Angelita Minélio da Silva, Ailedyssa Rocha Woelffel 2

Friedman, Milton. Capitalismo e liberdade. 1ª Ed. Rio de Janeiro: LTC, 2016. P. 163-
178

Neste capítulo 10 que é parte do seu livro “Capitalismo e Liberdade” Friedmam discorre
sobre a distribuição de renda afirmando que visa responder a certo sentimento coletivo
por ele detectado já algum tempo de que o Estado deveria intervir para promover a
igualdade de renda e que para isso pretende responder a duas perguntas: Qual a
justificativa da intervenção estatal para promover a igualdade? e Qual tem sido o efeito
das medidas efetivamente adotadas? (FRIEDMAN, 2016, p.164)
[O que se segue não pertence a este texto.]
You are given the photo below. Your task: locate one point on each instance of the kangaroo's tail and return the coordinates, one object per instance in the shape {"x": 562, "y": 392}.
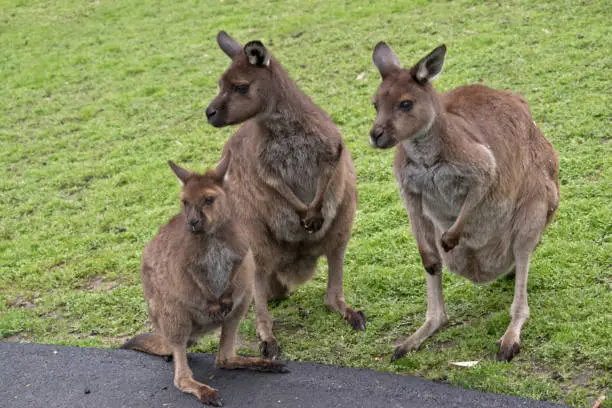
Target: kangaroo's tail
{"x": 150, "y": 343}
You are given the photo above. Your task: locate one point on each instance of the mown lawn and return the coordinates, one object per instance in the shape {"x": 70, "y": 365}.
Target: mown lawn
{"x": 96, "y": 96}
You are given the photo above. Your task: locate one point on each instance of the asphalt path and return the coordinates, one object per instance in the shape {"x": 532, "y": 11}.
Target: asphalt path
{"x": 34, "y": 375}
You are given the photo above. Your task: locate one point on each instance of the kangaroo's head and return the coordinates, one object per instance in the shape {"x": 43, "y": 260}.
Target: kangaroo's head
{"x": 406, "y": 103}
{"x": 248, "y": 86}
{"x": 204, "y": 200}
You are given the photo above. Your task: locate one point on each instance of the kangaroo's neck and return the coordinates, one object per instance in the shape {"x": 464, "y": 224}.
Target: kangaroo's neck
{"x": 426, "y": 147}
{"x": 293, "y": 113}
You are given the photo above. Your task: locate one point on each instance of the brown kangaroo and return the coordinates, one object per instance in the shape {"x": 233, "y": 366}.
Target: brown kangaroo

O capítulo é divido em quatro tópicos sendo dado no primeiro o seu fundamento ético,
no segundo a justificativa da distribuição de renda conforme o produto, no terceiro pontua
alguns fatos sobre a distribuição de renda e no quarto discorre sobre as medidas do
governo para distribuição de renda.

“A cada um de acordo com o que produz, por suas qualificações e por seus instrumentos”
é uma afirmação em que Friedman explicita o princípio que ele considera ser a ética de
como deve ser a distribuição de renda numa sociedade de livre mercado. Salienta que este
primeiro princípio ético se afina ao princípio de igualdade no tratamento. Isso quer dizer
que dessa forma em uma sociedade de livre mercado é dado a cada individuo a
oportunidade de desenvolver ao máximo suas capacidades e por elas teriam o retorno em
renda adequado as suas livres escolhas e que receberiam rendas diferentes por escolhas
diferentes e nisso baseia sua visão de igualdade, que não seria a de todos terem uma renda
igual já que tem escolhas com relação ao desenvolvimento e uso de suas capacidades de
forma diferentes. Daí deduz que na sociedade de livre mercado a renda é “desigual para
compensar tal diversidade” (MUSTAFÁ; SILVA; ANSELMO, 2018).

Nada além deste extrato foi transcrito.